The state argued that there was a national consensus that mandatory life without parole for juveniles was not cruel and unusual because 26 states had the same mandatory sentencing laws in place. The Court disagreed, saying that the legislatures of those states certainly did not intend for 14-year-olds to be sentenced to life without parole. It is more likely, the Court says, that the legislatures did not think of this type of unintended consequence when they enacted two separate provisions: mandating life without parole sentences for certain offenses and allowing juveniles to be tried in adult court.

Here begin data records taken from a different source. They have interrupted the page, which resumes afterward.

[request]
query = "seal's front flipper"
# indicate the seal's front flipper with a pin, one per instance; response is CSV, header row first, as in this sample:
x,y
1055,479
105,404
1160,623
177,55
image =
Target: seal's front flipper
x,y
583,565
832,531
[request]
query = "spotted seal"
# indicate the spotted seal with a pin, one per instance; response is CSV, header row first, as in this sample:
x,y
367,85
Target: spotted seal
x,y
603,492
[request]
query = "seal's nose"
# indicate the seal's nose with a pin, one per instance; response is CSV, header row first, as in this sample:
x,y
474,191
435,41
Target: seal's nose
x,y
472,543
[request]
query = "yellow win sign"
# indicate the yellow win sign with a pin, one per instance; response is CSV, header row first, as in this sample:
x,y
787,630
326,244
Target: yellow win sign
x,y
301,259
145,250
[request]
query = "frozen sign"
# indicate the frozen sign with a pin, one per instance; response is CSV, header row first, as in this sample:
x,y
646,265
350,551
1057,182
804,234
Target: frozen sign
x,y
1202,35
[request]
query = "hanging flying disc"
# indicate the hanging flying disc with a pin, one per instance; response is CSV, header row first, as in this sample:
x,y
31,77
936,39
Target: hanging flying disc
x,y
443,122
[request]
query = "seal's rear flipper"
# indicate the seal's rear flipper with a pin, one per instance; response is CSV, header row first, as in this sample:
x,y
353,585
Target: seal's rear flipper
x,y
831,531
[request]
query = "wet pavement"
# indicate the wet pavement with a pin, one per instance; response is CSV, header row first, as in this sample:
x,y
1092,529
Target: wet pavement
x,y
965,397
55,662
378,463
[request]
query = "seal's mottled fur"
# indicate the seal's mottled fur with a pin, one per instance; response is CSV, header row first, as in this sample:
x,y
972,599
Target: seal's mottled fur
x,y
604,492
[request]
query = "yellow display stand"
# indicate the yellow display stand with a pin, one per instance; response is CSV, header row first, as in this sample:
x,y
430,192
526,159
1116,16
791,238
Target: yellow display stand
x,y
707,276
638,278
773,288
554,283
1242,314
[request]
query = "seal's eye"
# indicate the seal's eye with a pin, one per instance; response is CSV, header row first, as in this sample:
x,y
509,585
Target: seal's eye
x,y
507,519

The Court said that a state legislature’s criminal laws don’t have to guarantee eventual freedom for juvenile homicide offenders, but that there must be some meaningful opportunity for release that the judge may offer at his or her discretion. This allows a judge the ability to better take into account the many complex factors associated with juveniles.

Dissent

The dissents said that the precedent in Harmelin v. Michigan should have applied to this case. Mandatory sentences, they reasoned, are not cruel and unusual simply because they are mandatory. It may be that juveniles are different from adults. This should not, in the dissenters’ view, take away the ability of democratically elected legislatures to require life without parole for juveniles who commit the worst type of murder. The logic in Graham is not binding in this case, they said, because the opinion in Graham said clearly that murder was substantially different from non-homicide offenses and could be given greater punishments. The dissent concludes that, even if members of the Court may disagree with the acts of a legislature, it is not the Court’s place to make what are essentially legislative decisions.